Readers of superior judgement may disapprove of the style in which many of these pieces are executed. It must be expected that many lines and phrases will not exactly suit their taste. It will perhaps appear to them that, wishing to avoid the prevalent fault of the day, the author has sometimes descended too low, and that many of his expressions are too familiar, and not of sufficient dignity. It is apprehended that the more conversant the reader is with our elder writers, and with those in modern times who have been the most successful in painting manners and passions, the fewer complaints of this kind will he have to make.

An accurate taste in poetry and in all the other arts, Sir Joshua Reynolds has observed, is an acquired talent which can only be produced by severe thought, and a long continued intercourse with the best models of composition. This is mentioned not with so ridiculous a purpose as to prevent the most inexperienced reader from judging for himself, but merely to temper the rashness of decision, and to suggest that if poetry be a subject on which much time has not been bestowed, the judgement may be erroneous, and that in many cases it necessarily will be so.

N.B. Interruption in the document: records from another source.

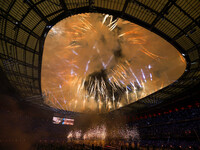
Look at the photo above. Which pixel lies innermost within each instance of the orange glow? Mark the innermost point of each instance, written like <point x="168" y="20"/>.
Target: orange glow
<point x="93" y="63"/>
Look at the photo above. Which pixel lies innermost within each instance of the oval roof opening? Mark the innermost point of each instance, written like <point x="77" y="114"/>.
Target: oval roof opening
<point x="97" y="63"/>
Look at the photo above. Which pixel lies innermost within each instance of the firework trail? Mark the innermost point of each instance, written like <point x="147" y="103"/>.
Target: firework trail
<point x="103" y="64"/>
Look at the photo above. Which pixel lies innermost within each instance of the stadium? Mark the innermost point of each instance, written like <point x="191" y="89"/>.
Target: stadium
<point x="99" y="74"/>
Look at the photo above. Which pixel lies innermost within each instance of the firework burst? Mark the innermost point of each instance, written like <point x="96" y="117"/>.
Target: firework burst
<point x="100" y="67"/>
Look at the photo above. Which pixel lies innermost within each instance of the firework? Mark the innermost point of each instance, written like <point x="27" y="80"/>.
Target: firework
<point x="103" y="64"/>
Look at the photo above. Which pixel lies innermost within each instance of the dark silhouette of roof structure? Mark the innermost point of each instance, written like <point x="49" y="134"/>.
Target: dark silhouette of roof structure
<point x="25" y="24"/>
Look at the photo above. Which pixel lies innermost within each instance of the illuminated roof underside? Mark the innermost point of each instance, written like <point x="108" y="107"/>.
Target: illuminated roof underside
<point x="94" y="62"/>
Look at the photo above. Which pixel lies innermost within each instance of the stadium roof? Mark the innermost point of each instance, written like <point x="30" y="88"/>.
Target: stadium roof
<point x="25" y="24"/>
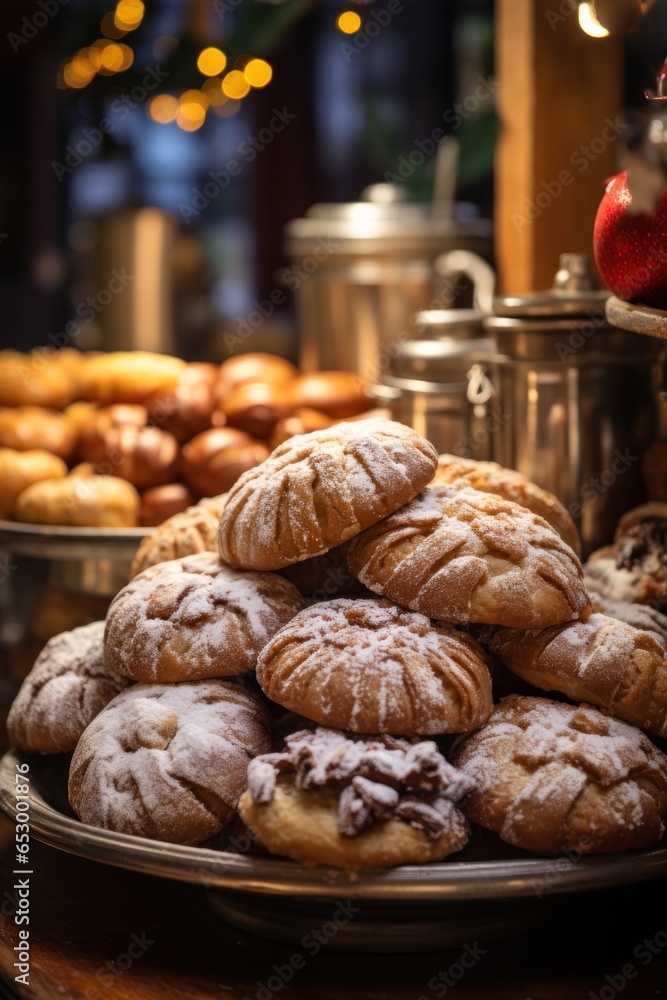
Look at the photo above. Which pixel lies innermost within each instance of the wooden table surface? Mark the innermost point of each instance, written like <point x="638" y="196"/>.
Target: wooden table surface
<point x="88" y="920"/>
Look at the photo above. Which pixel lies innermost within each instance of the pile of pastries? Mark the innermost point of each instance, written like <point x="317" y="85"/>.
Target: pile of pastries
<point x="380" y="595"/>
<point x="126" y="439"/>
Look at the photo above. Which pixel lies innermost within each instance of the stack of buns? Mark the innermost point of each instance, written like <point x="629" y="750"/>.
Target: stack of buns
<point x="217" y="636"/>
<point x="128" y="439"/>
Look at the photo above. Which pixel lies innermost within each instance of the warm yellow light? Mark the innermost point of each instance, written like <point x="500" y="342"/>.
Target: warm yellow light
<point x="590" y="23"/>
<point x="163" y="108"/>
<point x="235" y="85"/>
<point x="258" y="73"/>
<point x="348" y="22"/>
<point x="213" y="90"/>
<point x="211" y="61"/>
<point x="129" y="14"/>
<point x="110" y="28"/>
<point x="112" y="57"/>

The tale of 'Goody Blake and Harry Gill' is founded on a well- authenticated fact which happened in Warwickshire. Of the other poems in the collection, it may be proper to say that they are either absolute inventions of the author or facts which took place within his personal observation or that of his friends.

The poem of 'The Thorn', as the reader will soon discover, is not supposed to be spoken in the author's own person: the character of the loquacious narrator will sufficiently show itself in the course of the story. 'The Rime of the Ancyent Marinere' was professedly written in imitation of the style, as well as of the spirit, of the elder poets. But with a few exceptions, the author believes that the language adopted in it has been equally intelligible for these three last centuries. The lines entitled 'Expostulation and Reply', and those which follow, arose out of conversation with a friend [i.e. William Hazlitt] who was somewhat unreasonably attached to modern books of moral philosophy.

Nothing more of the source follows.